Postgres: Using Child Tables and Triggers

PostgreSQL provides for table inheritance which provides an extremely powerful tool to help break large tables into manageable subsets of data. Creating child tables using the inheritance functionality may be used to address performance by querying less data as each child table could split from the parent by a frequently used key thereby only involving a subset of data in a query. Child tables may also be physically located on different media, thus spreading the reads across several disks by locating each child table in a different partition and locating the partitions on different disks. But with all the power given to the developer or DBA comes some other complexities, one of which is cascading triggers.

To illustrate the issues involved with utilizing child tables, assume there is a parent table defined as:

create table parent
(
  some_data    text,
  date_of_data timestamp
);

The timestamp will be an important column to break up the data, for the assumed use case will be to query using the date to select some_data within a range of dates. It could also be expected that updates will occur on a date boundary such as a nightly insert process. This is where a problem may begin to impact the performance of the PostgreSQL database for with enough updates, PostgreSQL will kick off a vacuum process. Assuming that there is enough volume of data for this to be an issue, it is not unreasonable that a vacuum would execute for days at a time. This is just one example of a reason to break up the table, and a typical axis to break the data in a table such as parent would be upon the datestamp column date_of_data.

One simple approach could be to create a child table for each quarter (or month, etc.; however the by quarter approach will suffice to demonstrate the cascading triggers problem). Going with a table per quarter approach, four child tables must be created.

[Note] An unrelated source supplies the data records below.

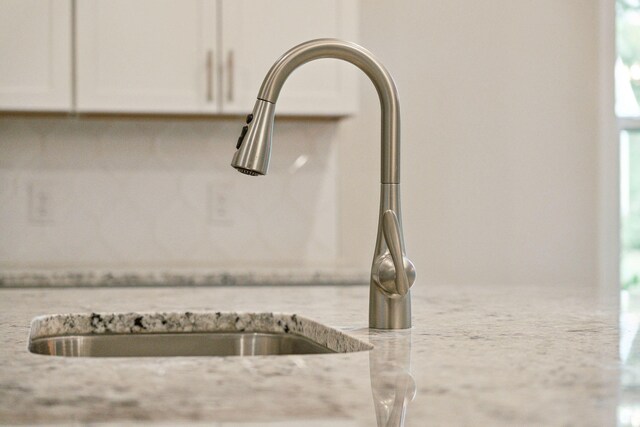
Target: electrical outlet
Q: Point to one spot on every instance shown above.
(41, 202)
(219, 204)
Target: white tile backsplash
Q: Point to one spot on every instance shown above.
(151, 193)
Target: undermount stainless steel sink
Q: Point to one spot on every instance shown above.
(174, 334)
(177, 344)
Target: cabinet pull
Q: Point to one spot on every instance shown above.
(230, 71)
(209, 75)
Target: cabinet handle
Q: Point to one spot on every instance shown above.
(230, 71)
(209, 75)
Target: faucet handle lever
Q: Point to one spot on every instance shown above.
(391, 231)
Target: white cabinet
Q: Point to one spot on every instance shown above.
(35, 55)
(146, 56)
(208, 56)
(170, 56)
(255, 33)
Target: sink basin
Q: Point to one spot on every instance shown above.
(178, 344)
(185, 334)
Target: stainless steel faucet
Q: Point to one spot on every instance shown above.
(392, 273)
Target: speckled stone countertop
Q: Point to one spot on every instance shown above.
(476, 356)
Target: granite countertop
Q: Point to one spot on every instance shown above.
(500, 355)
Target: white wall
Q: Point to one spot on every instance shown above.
(499, 103)
(161, 194)
(500, 136)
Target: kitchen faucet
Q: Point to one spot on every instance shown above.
(392, 273)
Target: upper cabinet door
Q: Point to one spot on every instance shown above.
(149, 56)
(35, 55)
(255, 33)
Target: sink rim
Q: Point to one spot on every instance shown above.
(180, 344)
(183, 322)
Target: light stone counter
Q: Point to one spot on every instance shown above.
(513, 356)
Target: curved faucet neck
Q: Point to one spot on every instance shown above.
(363, 59)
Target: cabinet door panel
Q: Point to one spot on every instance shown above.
(146, 55)
(255, 33)
(35, 52)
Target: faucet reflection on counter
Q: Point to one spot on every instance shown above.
(392, 273)
(392, 384)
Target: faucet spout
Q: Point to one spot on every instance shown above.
(392, 274)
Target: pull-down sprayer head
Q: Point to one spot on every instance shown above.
(392, 274)
(254, 144)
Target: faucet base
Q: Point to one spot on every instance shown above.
(389, 312)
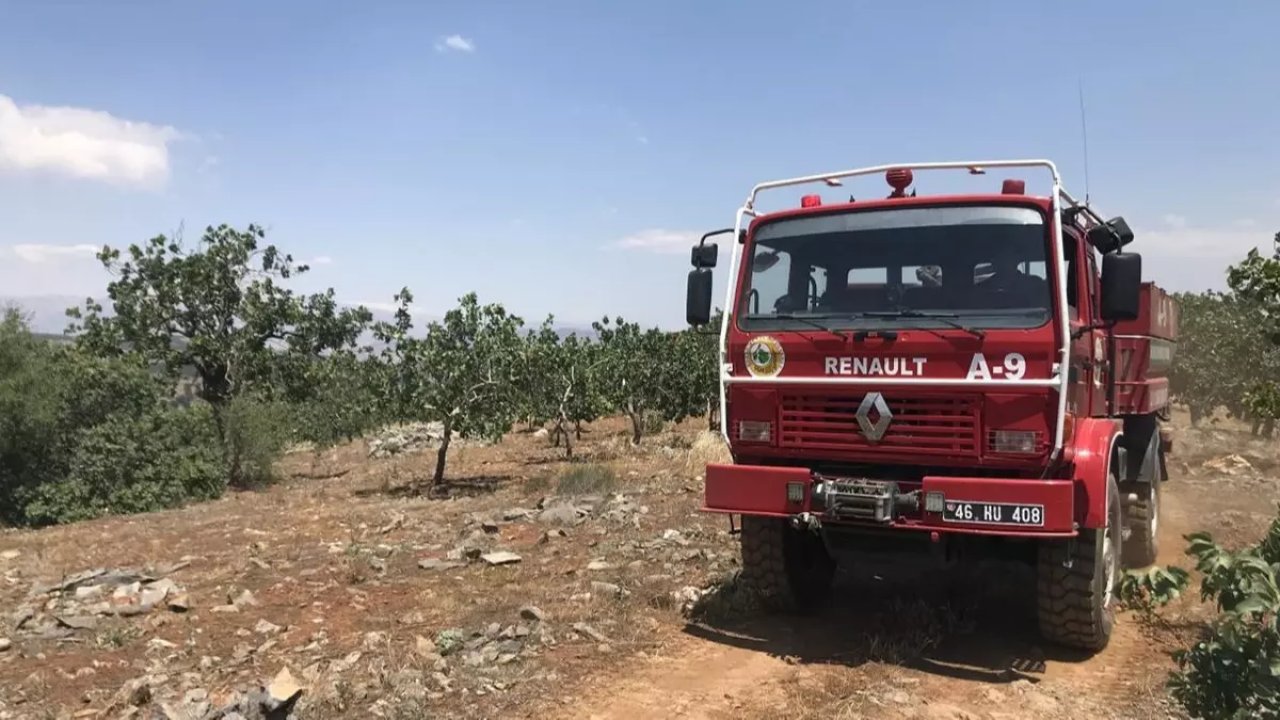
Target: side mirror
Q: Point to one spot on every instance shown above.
(1121, 286)
(704, 255)
(1111, 236)
(698, 304)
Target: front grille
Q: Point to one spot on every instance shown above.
(919, 424)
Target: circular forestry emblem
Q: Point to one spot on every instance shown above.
(764, 356)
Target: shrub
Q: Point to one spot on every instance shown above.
(1233, 670)
(257, 431)
(82, 437)
(163, 459)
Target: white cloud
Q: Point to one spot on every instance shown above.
(662, 241)
(51, 254)
(83, 144)
(391, 308)
(1196, 258)
(457, 44)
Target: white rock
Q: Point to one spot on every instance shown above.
(501, 557)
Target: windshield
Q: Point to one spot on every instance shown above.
(912, 267)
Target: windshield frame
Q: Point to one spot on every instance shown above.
(851, 322)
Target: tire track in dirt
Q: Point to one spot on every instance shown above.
(695, 678)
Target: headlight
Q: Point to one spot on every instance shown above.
(754, 431)
(1025, 442)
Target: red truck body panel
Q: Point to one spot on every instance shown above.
(1144, 354)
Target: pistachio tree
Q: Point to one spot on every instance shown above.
(219, 310)
(462, 373)
(644, 373)
(567, 383)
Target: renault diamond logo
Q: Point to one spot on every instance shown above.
(873, 429)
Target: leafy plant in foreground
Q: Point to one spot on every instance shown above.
(1233, 671)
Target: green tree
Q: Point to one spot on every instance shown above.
(563, 381)
(1220, 352)
(219, 309)
(462, 373)
(696, 374)
(1256, 281)
(645, 372)
(85, 436)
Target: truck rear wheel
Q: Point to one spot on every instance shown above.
(784, 566)
(1142, 520)
(1075, 582)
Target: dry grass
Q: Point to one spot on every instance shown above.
(586, 479)
(708, 447)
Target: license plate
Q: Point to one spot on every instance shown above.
(993, 513)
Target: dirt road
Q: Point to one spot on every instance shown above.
(384, 605)
(854, 660)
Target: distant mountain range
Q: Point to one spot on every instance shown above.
(48, 314)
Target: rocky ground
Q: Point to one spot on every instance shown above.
(535, 587)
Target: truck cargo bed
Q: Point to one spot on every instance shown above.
(1144, 352)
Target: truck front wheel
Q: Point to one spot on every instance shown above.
(784, 566)
(1077, 580)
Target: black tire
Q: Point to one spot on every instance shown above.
(1142, 520)
(785, 568)
(1075, 604)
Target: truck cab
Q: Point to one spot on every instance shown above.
(947, 374)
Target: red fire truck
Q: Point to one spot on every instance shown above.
(950, 374)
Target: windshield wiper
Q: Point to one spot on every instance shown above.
(947, 318)
(812, 320)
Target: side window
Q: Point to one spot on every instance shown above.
(868, 276)
(768, 291)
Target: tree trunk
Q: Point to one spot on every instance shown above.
(636, 423)
(562, 427)
(231, 449)
(442, 454)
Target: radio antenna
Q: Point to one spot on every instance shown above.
(1084, 139)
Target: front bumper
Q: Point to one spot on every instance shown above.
(1022, 507)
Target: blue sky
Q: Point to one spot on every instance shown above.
(560, 156)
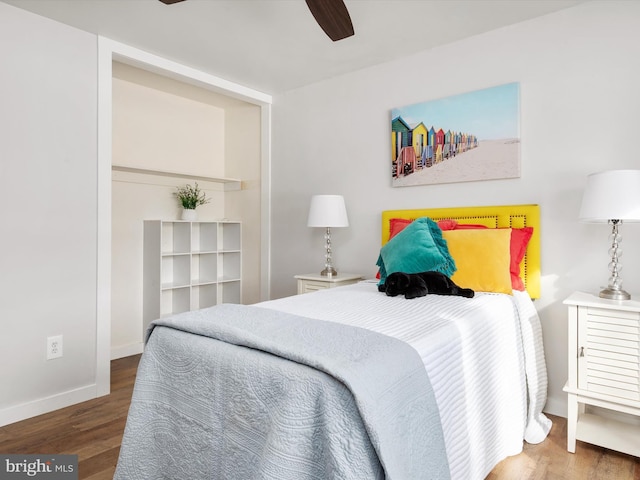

create table child_q1 () inherits (parent);
create table child_q2 () inherits (parent);
create table child_q3 () inherits (parent);
create table child_q4 () inherits (parent);

Each child table then corresponds to three months of data, but there is no way to enforce external inserts to abide by this concept of one table per quarter. To enforce that inserted data is placed into the expected table, a trigger may be created to insert any new rows into the desired child table.

First, define a trigger:

create or replace function parent_insert_trigger()
  returns trigger as
$BODY$
  declare quarter integer;
begin
  select extract(QUARTER from NEW.date_of_data::timestamp) into quarter;

  if (quarter = 1) then
     insert into child_q1 values (NEW.*);
  elseif (quarter = 2) then
     insert into child_q2 values (NEW.*);
  elseif (quarter = 3) then
     insert into child_q3 values (NEW.*);
  elseif (quarter = 4) then
     insert into child_q4 values (NEW.*);
  else
     raise exception 'Unexpected quarter of the year!';
  end if;
  return null;
end;
$BODY$
  language plpgsql;

After the trigger is defined, it must get connected to the parent table.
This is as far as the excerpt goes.